Донна запирает входную дверь, и я следом за ней прохожу в коридор за шторкой. Мы минуем пару комнат и заходим в крошечную кладовую, забитую коробками. Все коробки помечены названиями городов нашего штата, но прямо по центру стоят три с надписью «КЛОВЕР».
– Погодите, – говорю я, – а почему три?
Она загибает пальцы:
– Одна – оригинал. Иногда ее выставляют в ратуше. Вторая – та, что вручается победительнице. Третья – запасная, на случай если вторая пропадет.
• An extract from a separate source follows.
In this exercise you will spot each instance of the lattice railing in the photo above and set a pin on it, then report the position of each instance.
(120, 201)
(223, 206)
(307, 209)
Донна берет все три коробки и, разложив их на столе, открывает. Корона, которую получает Мисс Люпин, и дубликат почти одинаковые. Но вот оригинал… Он выглядит как драгоценная диковина из бабушкиной шкатулки. С годами искусственные бриллианты помутнели, а металл потускнел, но все равно в этой короне есть нечто величественное. Мне нравится, что она почти не блестит и не такая вычурная, как новенькие, но при всем при этом притягивает взгляд.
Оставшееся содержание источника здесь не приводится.